In the email, her doctor told her he recommended she go to the emergency room.

“To me that’s not an emergency. Yes, I feel awful but an emergency is a car accident or a heart attack or something like that,” Mannell said. “I went at 5:30 in the morning, and still waited 3.5 hours before I saw a physician’s assistant.”

“That’s got to be affecting the ER wait times, because people who don’t need to be in the emergency have to be there because they can’t see their doctor,” she said.

However, a study by a team of physicians, said that’s not the case.

In fact, the report found that doctors who opted for virtual-based appointments had their patients go to the emergency department less.

“That may not make sense to people if they had the experience of ‘I tried to see my doctor and they told me to go the emergency room’, but what that tells me is, for every person that got told that, there was more than one other patient who was able to receive the virtual care and avoid going,” said Dr. Mike Green who co-authored the study.

Some doctors point to the shortage of physicians causing emergency room woes.

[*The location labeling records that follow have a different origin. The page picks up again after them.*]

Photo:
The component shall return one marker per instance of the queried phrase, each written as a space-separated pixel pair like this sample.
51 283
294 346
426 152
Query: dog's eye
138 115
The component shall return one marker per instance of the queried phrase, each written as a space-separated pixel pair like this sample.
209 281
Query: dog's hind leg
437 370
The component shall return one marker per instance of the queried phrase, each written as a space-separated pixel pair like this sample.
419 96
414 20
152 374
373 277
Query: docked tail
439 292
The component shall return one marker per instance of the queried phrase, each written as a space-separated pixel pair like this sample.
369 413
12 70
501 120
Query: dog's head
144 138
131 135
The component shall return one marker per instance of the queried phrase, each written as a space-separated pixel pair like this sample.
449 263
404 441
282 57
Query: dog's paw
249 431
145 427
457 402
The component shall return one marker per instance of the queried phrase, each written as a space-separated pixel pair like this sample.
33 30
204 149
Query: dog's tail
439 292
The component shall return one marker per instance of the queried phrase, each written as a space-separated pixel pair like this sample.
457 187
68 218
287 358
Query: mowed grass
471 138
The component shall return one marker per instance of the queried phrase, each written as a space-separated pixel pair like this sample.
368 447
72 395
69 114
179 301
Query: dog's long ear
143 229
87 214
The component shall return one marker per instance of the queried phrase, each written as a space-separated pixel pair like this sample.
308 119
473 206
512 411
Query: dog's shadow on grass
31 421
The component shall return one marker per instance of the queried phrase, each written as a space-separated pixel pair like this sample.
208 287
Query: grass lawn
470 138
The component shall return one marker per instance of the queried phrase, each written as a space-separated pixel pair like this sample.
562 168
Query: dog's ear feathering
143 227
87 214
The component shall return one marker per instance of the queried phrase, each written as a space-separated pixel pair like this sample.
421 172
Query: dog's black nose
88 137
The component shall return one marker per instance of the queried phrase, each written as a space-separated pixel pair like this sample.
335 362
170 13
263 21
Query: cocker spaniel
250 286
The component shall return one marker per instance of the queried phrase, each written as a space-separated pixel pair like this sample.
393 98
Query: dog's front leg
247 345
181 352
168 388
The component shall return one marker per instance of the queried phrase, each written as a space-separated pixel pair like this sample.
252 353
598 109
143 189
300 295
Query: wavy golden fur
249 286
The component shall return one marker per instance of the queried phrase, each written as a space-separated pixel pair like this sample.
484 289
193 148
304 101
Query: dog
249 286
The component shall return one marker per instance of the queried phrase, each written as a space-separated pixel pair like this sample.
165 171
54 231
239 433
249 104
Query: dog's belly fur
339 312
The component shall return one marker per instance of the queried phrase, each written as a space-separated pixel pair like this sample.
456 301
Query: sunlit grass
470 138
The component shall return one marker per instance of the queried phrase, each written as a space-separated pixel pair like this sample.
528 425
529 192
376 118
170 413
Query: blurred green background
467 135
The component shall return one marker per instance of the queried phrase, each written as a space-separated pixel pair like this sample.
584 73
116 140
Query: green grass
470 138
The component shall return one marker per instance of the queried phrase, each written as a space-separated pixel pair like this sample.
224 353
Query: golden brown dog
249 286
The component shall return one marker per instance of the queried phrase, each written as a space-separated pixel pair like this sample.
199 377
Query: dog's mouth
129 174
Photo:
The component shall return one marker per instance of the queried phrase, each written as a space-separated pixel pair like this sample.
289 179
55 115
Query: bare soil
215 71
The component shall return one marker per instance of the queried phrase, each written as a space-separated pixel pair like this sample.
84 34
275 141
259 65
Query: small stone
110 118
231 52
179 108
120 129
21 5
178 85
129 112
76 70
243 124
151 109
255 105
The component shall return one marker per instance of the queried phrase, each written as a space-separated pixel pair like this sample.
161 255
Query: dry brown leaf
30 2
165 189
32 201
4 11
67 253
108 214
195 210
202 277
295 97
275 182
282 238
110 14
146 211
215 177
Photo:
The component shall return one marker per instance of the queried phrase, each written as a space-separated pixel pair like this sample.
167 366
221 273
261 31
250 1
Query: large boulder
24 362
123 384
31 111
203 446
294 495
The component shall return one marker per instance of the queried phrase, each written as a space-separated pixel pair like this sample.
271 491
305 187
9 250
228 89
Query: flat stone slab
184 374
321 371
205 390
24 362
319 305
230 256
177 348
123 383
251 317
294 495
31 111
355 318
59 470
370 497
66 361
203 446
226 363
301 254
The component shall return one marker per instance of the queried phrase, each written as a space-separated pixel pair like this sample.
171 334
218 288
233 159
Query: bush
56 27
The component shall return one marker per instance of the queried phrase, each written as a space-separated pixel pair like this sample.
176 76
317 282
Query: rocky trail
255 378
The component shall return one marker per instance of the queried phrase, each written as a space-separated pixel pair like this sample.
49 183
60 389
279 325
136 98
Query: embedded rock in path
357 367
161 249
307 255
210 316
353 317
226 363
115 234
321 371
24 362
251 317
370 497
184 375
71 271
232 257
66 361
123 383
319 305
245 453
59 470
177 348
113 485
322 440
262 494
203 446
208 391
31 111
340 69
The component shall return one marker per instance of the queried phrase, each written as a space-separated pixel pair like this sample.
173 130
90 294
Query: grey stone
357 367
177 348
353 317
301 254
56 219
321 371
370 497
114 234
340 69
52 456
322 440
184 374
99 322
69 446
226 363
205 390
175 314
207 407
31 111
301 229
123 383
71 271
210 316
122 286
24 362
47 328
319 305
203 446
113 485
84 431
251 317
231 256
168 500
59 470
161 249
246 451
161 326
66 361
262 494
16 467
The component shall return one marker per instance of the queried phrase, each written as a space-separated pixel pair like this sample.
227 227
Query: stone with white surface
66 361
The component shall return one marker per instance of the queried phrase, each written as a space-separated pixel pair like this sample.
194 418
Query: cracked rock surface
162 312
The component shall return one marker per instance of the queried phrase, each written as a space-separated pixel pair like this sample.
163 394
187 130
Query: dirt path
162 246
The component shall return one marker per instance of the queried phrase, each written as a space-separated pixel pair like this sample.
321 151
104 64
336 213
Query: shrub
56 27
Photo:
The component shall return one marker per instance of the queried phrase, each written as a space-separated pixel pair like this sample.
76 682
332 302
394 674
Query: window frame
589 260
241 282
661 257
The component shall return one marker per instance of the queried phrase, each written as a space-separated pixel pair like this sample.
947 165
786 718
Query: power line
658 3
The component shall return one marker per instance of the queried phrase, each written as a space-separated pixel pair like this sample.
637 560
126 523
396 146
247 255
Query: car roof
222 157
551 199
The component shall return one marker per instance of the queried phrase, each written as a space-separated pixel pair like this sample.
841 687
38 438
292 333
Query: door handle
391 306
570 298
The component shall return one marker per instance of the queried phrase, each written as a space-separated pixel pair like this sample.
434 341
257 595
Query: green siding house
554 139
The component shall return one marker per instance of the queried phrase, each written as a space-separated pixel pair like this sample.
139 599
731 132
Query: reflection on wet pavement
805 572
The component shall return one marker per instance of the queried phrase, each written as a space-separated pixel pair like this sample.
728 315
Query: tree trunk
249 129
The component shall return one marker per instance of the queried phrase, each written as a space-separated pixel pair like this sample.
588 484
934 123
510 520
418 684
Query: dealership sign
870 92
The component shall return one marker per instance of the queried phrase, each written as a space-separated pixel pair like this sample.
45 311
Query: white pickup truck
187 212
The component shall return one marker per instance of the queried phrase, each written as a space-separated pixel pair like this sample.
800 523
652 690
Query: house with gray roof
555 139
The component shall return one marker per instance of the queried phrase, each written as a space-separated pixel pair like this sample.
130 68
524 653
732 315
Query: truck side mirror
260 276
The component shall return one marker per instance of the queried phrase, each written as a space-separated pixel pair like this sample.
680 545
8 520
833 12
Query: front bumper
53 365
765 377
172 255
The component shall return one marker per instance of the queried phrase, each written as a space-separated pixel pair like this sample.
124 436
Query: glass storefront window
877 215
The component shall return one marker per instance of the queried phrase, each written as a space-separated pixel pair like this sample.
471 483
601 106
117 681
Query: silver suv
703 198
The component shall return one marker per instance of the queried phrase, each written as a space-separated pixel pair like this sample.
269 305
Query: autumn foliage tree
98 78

“There’s still 1.3 million people in Ontario that don’t even have access to a primary care provider. So where are we expecting them to go for care? They’re going to the emergency department,” said Dr. Allan Grill, chief of family medicine at Markham Stouffville Hospital.

Dr. Grill said he empathizes with people who have difficulty accessing their primary care provider. However, he said so much care has been delayed that doctors are trying to catch up because of the pandemic.

“If you’re a small practice, and you don’t have the team-based support that practices like myself have, it can be sometimes difficult fitting everyone in,” Dr. Grill explained. “The other thing too, the system continues to be under strain. We have staffing shortages in our offices, admin staff have gone off sick. There’s a lot of nurses, physicians who are burnt out.”

He said right now, volumes at emergency rooms are at an all time high. Dr. Grill said medical providers and policy makers need to come together to try and fix this problem in order to prevent people from flooding the emergency department and to make sure everyone is getting the care that they need.